Olympia is a storage-only Open Catalog Format for big data analytics, ML & AI. It defines a file spec and layout on storage to store and access metadata for commonly used objects in a data lakehouse catalog like Apache Iceberg tables, Substrait views, etc.

Olympia is designed for the following key use cases and features:

Scalable, Lightweight and Portable Storage-Only Lakehouse Catalog

If you would like a lightweight lakehouse catalog that can scale to millions or even billions of objects without the need to run a server or use a vendor catalog integration, Olympia is the perfect solution for you.

Olympia only relies on one storage primitive - mutual exclusion of file creation, which is available in almost all storage solutions including Linux file system, Apache HDFS, Amazon S3, Google Cloud Storage, Azure Data Lake Storage, etc.
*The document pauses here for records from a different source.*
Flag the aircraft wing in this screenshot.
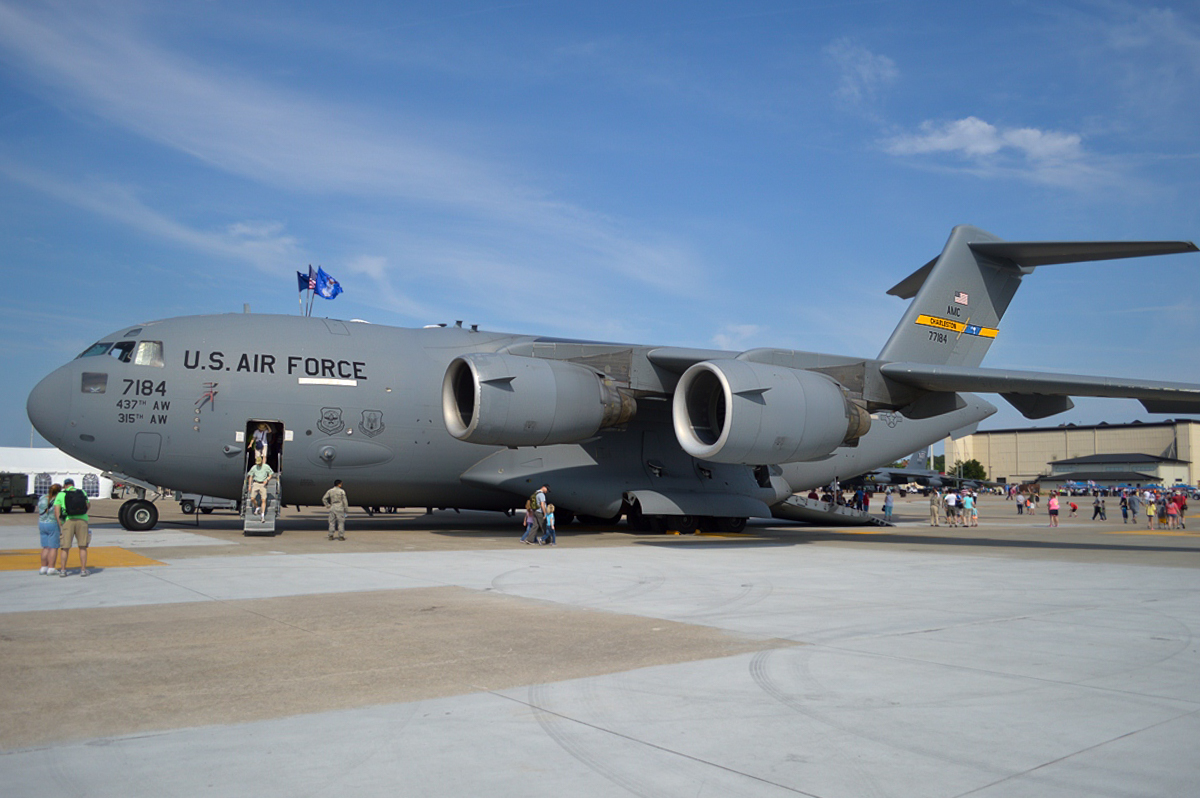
[880,362,1200,419]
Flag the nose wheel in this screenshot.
[116,499,158,532]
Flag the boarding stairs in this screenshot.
[241,479,280,538]
[770,494,895,527]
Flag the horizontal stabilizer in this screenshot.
[888,241,1200,299]
[968,241,1198,266]
[880,362,1200,418]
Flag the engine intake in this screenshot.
[442,353,637,446]
[672,360,871,464]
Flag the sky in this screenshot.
[0,0,1200,446]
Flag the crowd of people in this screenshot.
[1007,486,1188,529]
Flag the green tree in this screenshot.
[950,458,988,480]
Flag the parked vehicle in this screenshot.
[0,472,37,512]
[175,491,240,515]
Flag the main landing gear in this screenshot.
[116,499,158,532]
[625,504,746,535]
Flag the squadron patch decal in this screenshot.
[917,313,1000,338]
[317,407,346,436]
[359,410,384,438]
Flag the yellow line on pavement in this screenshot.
[0,546,166,571]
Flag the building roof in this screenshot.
[1050,451,1187,466]
[1038,472,1160,485]
[973,419,1200,436]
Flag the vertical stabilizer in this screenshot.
[880,224,1027,366]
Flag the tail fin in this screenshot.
[880,224,1196,367]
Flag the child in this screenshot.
[538,504,558,546]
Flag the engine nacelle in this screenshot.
[672,360,871,464]
[442,353,637,446]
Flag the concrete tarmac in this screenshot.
[0,498,1200,798]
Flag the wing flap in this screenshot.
[880,362,1200,418]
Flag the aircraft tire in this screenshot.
[116,499,134,529]
[716,518,748,533]
[122,499,158,532]
[665,515,700,535]
[625,503,650,532]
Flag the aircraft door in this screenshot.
[242,419,283,474]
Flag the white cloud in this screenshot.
[0,0,697,307]
[824,38,900,106]
[882,116,1111,188]
[886,116,1082,162]
[713,324,762,352]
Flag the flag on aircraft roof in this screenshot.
[296,266,317,290]
[316,266,342,299]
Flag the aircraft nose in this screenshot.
[25,368,71,445]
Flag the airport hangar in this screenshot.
[946,419,1200,491]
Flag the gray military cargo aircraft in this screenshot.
[28,226,1200,530]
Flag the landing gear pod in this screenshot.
[442,353,637,446]
[672,360,871,464]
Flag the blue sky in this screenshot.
[0,0,1200,445]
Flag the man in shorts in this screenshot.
[54,476,91,576]
[246,457,275,521]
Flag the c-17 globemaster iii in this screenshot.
[28,226,1200,530]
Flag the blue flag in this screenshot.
[317,266,342,299]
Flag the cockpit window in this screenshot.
[133,341,162,368]
[108,341,134,362]
[79,341,113,358]
[79,371,108,394]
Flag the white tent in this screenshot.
[0,446,113,499]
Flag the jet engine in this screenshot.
[442,353,637,446]
[672,360,871,464]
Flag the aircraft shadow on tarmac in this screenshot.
[796,529,1200,554]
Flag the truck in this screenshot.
[0,472,37,512]
[175,491,239,515]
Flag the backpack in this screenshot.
[62,490,88,518]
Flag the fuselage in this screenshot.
[28,314,995,515]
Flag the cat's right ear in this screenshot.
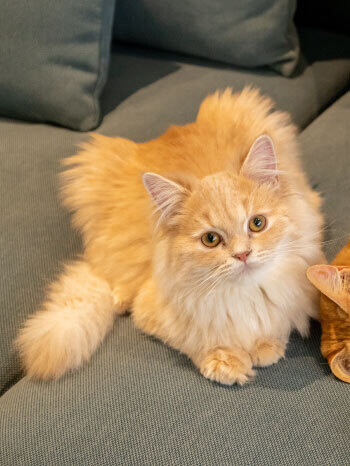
[142,172,188,220]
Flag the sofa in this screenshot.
[0,1,350,466]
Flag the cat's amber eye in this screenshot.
[248,215,266,233]
[201,231,222,248]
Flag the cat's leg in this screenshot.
[250,338,286,367]
[193,347,255,385]
[16,261,123,379]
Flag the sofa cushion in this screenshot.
[300,92,350,260]
[0,27,350,391]
[102,30,350,141]
[0,317,350,466]
[114,0,299,76]
[0,0,114,131]
[0,31,350,466]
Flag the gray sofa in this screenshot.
[0,8,350,466]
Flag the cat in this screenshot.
[16,88,324,385]
[307,240,350,383]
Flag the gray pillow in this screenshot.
[0,0,115,131]
[114,0,299,76]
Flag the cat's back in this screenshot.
[137,88,301,178]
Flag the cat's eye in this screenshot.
[201,231,222,248]
[248,215,266,233]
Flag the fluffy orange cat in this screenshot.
[307,241,350,383]
[17,88,324,384]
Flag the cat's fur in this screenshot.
[17,88,323,384]
[307,240,350,383]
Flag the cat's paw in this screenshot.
[251,340,286,367]
[200,348,255,385]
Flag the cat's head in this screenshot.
[307,265,350,316]
[307,265,350,383]
[143,136,294,289]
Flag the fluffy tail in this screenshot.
[15,262,115,379]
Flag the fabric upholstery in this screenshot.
[0,317,350,466]
[114,0,299,76]
[0,26,350,390]
[0,0,114,131]
[0,29,350,466]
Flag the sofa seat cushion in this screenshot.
[0,30,350,458]
[300,92,350,260]
[0,317,350,466]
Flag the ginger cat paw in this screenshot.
[251,340,286,367]
[200,348,255,385]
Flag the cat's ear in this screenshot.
[306,265,350,312]
[142,172,188,219]
[241,134,278,186]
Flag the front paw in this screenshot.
[251,340,286,367]
[199,348,255,385]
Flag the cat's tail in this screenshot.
[15,261,116,379]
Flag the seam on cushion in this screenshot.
[0,370,24,398]
[300,84,350,134]
[93,0,115,130]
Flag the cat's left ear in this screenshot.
[142,172,189,220]
[241,134,278,186]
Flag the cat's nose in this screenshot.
[234,251,251,262]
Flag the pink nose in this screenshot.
[235,251,250,262]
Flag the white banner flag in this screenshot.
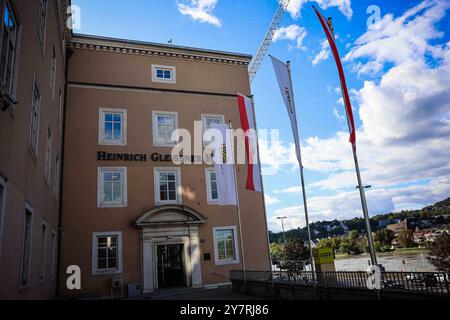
[270,56,302,166]
[211,124,237,206]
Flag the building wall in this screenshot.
[60,37,270,295]
[0,0,65,299]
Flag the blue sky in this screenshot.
[73,0,450,231]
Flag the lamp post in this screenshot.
[277,217,287,243]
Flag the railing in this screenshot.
[230,270,450,296]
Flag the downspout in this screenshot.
[56,46,73,297]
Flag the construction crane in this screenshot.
[248,0,290,83]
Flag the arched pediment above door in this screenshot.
[135,205,206,228]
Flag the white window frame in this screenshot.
[28,75,42,160]
[97,167,128,208]
[19,203,34,290]
[50,45,57,99]
[50,230,58,280]
[152,64,177,84]
[53,153,61,200]
[152,111,180,147]
[153,167,183,206]
[213,226,240,266]
[37,0,48,52]
[92,231,122,275]
[98,108,127,146]
[58,88,64,131]
[44,127,53,186]
[39,220,48,284]
[205,168,219,205]
[0,0,20,97]
[202,113,225,146]
[0,176,6,261]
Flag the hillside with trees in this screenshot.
[269,198,450,244]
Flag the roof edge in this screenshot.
[71,33,253,62]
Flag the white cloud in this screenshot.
[312,39,330,66]
[177,0,222,27]
[287,0,353,19]
[268,0,450,230]
[264,194,280,206]
[273,24,307,49]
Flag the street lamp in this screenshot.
[355,183,377,264]
[277,217,287,243]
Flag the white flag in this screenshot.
[270,56,302,166]
[211,124,237,206]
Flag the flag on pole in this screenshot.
[237,93,262,192]
[211,124,237,206]
[313,6,356,149]
[270,56,302,166]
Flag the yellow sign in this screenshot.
[313,248,334,264]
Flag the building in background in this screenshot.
[0,0,68,299]
[60,35,270,296]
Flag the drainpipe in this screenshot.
[56,46,73,297]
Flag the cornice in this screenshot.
[68,35,251,66]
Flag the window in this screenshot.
[58,89,64,130]
[152,65,176,83]
[92,232,122,275]
[97,167,127,208]
[50,230,57,280]
[38,0,48,47]
[205,168,219,204]
[30,81,41,158]
[98,108,127,145]
[202,114,225,143]
[19,205,33,289]
[153,111,178,147]
[0,176,6,255]
[44,128,52,185]
[213,226,239,265]
[0,1,17,95]
[154,168,181,204]
[39,221,47,283]
[53,154,61,200]
[50,46,56,97]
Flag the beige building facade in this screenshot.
[0,0,67,299]
[59,35,270,296]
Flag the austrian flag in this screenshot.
[237,93,262,192]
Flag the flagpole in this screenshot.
[251,96,272,271]
[228,121,247,285]
[326,14,378,265]
[287,61,316,280]
[352,145,378,266]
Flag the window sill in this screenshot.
[215,260,240,266]
[97,203,128,209]
[92,270,122,276]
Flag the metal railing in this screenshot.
[230,270,450,296]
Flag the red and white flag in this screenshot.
[237,93,262,192]
[313,6,356,148]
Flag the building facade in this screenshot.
[0,0,67,299]
[59,35,270,296]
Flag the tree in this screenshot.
[374,229,395,252]
[283,238,309,273]
[427,232,450,274]
[270,242,284,265]
[397,230,416,248]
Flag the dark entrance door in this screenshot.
[157,244,186,288]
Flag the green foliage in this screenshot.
[270,242,284,265]
[427,232,450,274]
[282,238,309,273]
[397,230,417,248]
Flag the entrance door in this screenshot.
[157,244,186,288]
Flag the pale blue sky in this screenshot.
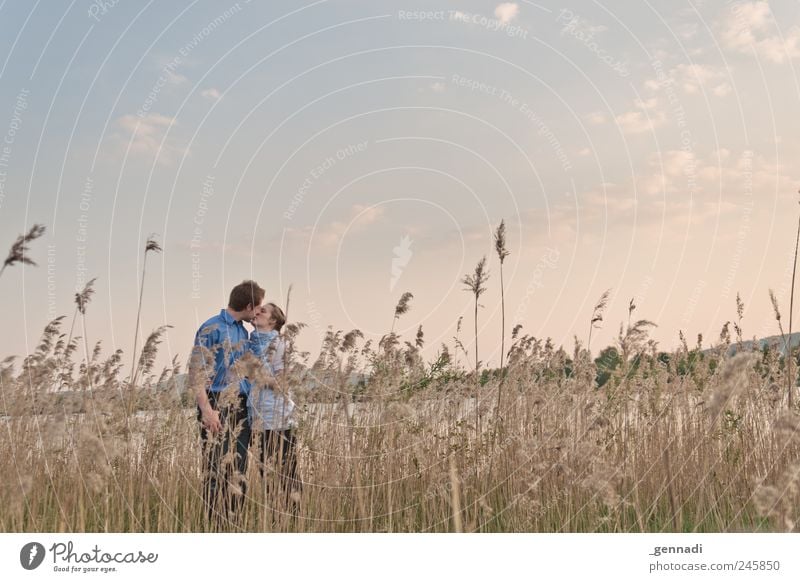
[0,0,800,372]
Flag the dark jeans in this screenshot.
[197,392,250,525]
[255,429,302,501]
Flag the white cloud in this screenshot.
[494,2,519,24]
[713,83,731,97]
[112,113,186,165]
[586,111,608,125]
[286,204,384,249]
[644,63,732,97]
[614,111,667,134]
[720,0,800,64]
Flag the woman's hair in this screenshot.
[265,303,286,333]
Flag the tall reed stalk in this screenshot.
[128,235,161,388]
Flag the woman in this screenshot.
[248,303,301,503]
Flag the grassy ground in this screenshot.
[0,324,800,532]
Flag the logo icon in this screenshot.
[19,542,45,570]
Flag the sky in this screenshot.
[0,0,800,374]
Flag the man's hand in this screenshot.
[201,406,222,434]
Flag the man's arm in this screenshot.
[189,330,222,434]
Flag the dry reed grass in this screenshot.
[0,310,800,532]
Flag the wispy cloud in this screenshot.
[112,113,186,165]
[494,2,519,24]
[286,204,384,249]
[200,87,222,101]
[720,0,800,64]
[614,107,667,134]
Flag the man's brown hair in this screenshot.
[228,280,266,311]
[267,303,286,333]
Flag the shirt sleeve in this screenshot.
[272,339,286,374]
[247,330,277,364]
[192,325,220,366]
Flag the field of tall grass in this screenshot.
[0,225,800,532]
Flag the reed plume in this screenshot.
[0,224,45,275]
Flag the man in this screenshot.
[189,281,264,523]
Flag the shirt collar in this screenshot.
[219,309,240,325]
Olympia as a format also uses relative paths across the board, so that you can easily port your Olympia catalog from one storage to another by simply copying all the contents a directory.

Embedded Component for Communication Protocol Servers

If you would like to build a server that is compliant with open or proprietary communication protocols like the Apache Iceberg REST catalog standard, you can use Olympia to handle all the technical complexities of interacting with different types of objects in a catalog, and put your focus on developing business logic in your catalog server such as authentication, server routing, server monitoring, etc.

Multi-Object Multi-Statement Transactions

Olympia enables multi-object multi-statement transactions across all objects managed by the catalog. You can easily perform operations like atomically committing multiple tables, atomically refreshing a view after updating a table while ensuring SNAPSHOT or SERIALIZABLE isolation level across the entire lakehouse. We also provide commonly seen transaction SQL extensions like BEGIN TRANSACTION, COMMIT TRANSACTION, ROLLBACK TRANSACTION in open engines like Apache Spark.

Consistent Time Travel, Rollback and Snapshot Export

Every time a new change happens in an Olympia catalog, a new version of the catalog is created. This means the whole catalog is versioned and can support time travel and version travel. Compared to single table time travel feature provided by open table formats, Olympia time travel ensures that all objects in a catalog are in the specific point in time, avoiding data errors created by inconsistent states across different tables. In addition, you can roll back an entire catalog to a specific previous state, or export everything in a catalog at a point of time as a snapshot.

Distributed Transactions

Olympia enables advanced transaction semantics like distributed transaction that is had been only available in relational database products like Microsoft SQL Server. When beginning a distributed transaction in an Olympia catalog, the transaction can be passed around different processes across any supported compute engines. This is useful for write-audit-publish workloads where a writer can pass a transaction to an auditor for review, and eventually be committed into the catalog through a publisher. Compared to similar write-audit-publish features provided at table format level, Olympia allows arbitrary operations against any number and any type of object to be processed in the workflow atomically.